Euro & American Truck Simulator now supports mods in multiplayer
Following the addition of official multiplayer features to American Truck Simulator and Euro Truck Simulator 2, producers SCS Software have now added support mods to both games. They’re games that many truckers customise with their ideal vehicles and decor, so it’ll be fun to show everyone your genuine truck self.
Yesterday’s update 1.42 added multiplayer mod support. When a server is modded, the Convoy mode server browser will warn you and open helpful Steam Workshop windows to download any mods you don’t already have. You can play Convoy with mods that aren’t on the Steam Workshop, but you’ll have to hunt them down yourself.

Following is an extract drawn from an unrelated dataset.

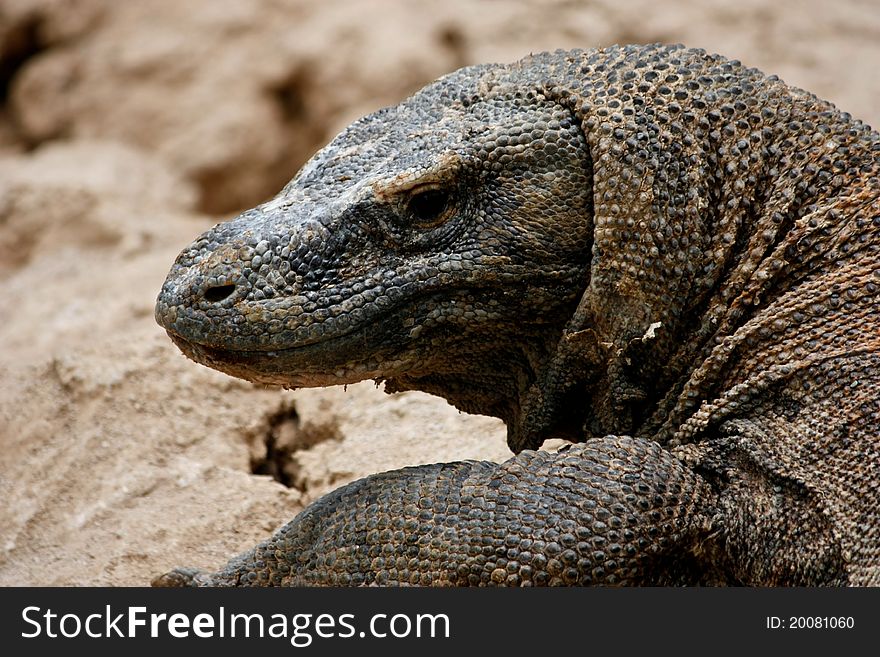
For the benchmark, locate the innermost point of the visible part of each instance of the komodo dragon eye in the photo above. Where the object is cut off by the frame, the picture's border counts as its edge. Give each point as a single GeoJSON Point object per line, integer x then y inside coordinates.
{"type": "Point", "coordinates": [429, 206]}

“We expect a majority of popular modifications to work from the get-go with this update, however, there may be some compatibility issues with others,” SCS say. Unless they are configured to function for everyone, for one, audio mods will only be heard by the user. Some vehicle, trailer, and cargo mods may require further work to appear properly for others.

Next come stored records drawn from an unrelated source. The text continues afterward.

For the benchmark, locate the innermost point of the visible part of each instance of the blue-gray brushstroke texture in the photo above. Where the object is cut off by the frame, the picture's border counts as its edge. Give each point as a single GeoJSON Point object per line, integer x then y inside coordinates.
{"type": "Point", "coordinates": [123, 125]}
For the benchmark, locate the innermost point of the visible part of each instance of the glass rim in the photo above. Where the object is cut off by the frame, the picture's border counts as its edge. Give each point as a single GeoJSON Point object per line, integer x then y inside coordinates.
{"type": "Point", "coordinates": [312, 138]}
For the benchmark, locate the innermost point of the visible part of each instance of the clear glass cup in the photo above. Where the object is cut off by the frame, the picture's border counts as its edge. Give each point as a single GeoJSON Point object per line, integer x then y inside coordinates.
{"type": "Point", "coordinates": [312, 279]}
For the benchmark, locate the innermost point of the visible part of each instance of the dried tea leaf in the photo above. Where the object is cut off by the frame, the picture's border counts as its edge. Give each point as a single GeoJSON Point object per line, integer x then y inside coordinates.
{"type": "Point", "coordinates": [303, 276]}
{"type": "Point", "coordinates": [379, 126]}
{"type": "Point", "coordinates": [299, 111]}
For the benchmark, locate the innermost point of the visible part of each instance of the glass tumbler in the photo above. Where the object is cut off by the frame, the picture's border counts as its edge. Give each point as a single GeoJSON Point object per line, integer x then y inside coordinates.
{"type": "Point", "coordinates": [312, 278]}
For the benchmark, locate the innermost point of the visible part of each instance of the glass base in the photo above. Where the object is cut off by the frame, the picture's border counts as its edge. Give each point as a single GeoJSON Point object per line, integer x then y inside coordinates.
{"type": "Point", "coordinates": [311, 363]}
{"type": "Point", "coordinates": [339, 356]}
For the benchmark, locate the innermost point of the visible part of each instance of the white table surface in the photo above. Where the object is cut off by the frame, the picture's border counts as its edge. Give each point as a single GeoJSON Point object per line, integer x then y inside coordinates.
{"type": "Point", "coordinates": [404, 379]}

Convoy currently allows for a maximum of 70 mods per session, though this may change in the future. “We understand that a smaller percentage of our community may use more than this number and we will continue to monitor feedback made across our social media channels to tweak and make adjustments in the future if we see it necessary” The developers explained.

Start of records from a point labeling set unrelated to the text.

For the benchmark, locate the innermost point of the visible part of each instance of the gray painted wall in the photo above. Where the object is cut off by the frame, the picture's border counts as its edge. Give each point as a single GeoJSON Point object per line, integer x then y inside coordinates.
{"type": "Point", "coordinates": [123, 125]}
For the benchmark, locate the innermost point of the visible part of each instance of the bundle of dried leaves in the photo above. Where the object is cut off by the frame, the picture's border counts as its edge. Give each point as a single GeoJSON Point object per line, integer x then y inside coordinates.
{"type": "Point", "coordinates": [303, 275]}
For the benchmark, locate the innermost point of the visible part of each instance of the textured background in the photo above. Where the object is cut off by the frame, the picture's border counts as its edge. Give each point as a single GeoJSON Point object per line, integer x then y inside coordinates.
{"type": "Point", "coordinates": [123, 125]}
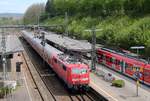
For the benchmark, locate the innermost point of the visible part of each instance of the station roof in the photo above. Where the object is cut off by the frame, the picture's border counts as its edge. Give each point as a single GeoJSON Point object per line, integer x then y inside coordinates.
{"type": "Point", "coordinates": [68, 43]}
{"type": "Point", "coordinates": [13, 44]}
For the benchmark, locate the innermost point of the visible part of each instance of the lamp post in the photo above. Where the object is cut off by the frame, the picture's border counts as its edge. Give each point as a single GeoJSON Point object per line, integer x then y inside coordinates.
{"type": "Point", "coordinates": [93, 49]}
{"type": "Point", "coordinates": [137, 73]}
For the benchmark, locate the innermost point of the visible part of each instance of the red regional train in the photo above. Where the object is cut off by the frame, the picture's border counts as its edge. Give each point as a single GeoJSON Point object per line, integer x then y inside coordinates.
{"type": "Point", "coordinates": [125, 64]}
{"type": "Point", "coordinates": [73, 72]}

I like the idea of Convoy. I want to keep on truckin’ with my fellow truckatars, but I’ve never tried it. My enthusiasm for tourism in American Truck Sim means I’m great at the America part and terrible at any aspect of Truck. I’d be mortified if my attempts to wedge my truck somewhere odd so I can admire a view ended up causing a huge tailback and trapped other drivers. I’m sorry, I’m sorry, I’m trying to fix it.
The game’s force feedback for steering wheel controllers was also enhanced in Update 1.42. According to SCS, the old FFB was “a collection of artificially built up effects,” while the new one combines parts of those old artificial effects with new centering and friction effects that are “based on real calculations from forces on the first steering axle” as you drive.